Of course, I haven’t even gotten to the worst part of the game yet, which were the controls. Rather than mapping Maxwell’s movement to the D-Pad, as should have been done, everything is controlled with the stylus, including both movement and object placement. This makes the hazardous platform stages that comprise the entire second half of the game a complete nightmare. Missing the correct object on-screen with your stylus, even by a hair, confuses Maxwell into thinking you want him to move there. Thus he’ll hurtle himself into lava pools and bottomless abysses faster than you can sigh at losing ten minutes worth of puzzle solving trying to get your objects to align just right.
The amount of hardcore platforming in this game is downright inexcusable considering you can’t even control Maxwell directly – you literally need to point him where to go. This often means trying to guess how well he’ll actually manage a jump, or if he’ll merely fall to his death into a pit of wolves.

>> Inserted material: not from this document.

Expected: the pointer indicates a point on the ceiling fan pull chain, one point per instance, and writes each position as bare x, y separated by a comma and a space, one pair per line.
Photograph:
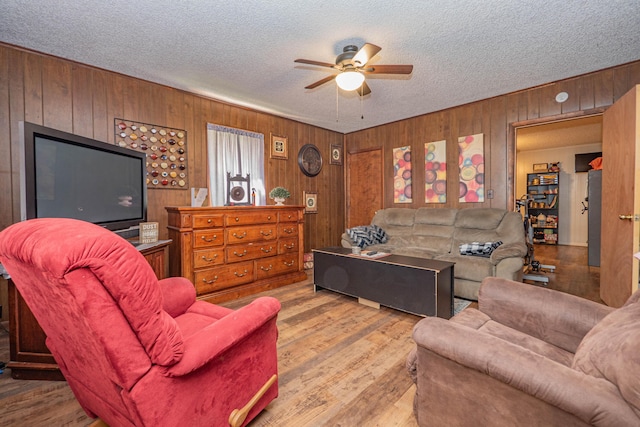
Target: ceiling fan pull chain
337, 90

What’s worse is that Maxwell’s jump is pitiful; often you need to aid him with the use of wings or a jet pack, and even controlling these manually is terribly frustrating. Between finding the right object placement, fighting the physics, and trying to solve the platforming puzzles, you’ll frequently find yourself stooping over your DS with your brow tensely furrowed, painstakingly handling your stylus so as to not click the wrong spot and ruin the level.
Now, I really hate to shit all over other people’s work, especially from designers cool enough to make a god damned Back to the Future level and even design themselves into the object database. But in my opinion, Scribblenauts is frustrating at best and downright unplayable at its worst. Sure, the concept is awesome, and you can imagine a game like this would be fun as hell. But when it comes to beating the game’s 200+ levels, it devolves into mindless repetition and wrestling with frustrating controls. This was simply one game I was happy to cross off the backlog.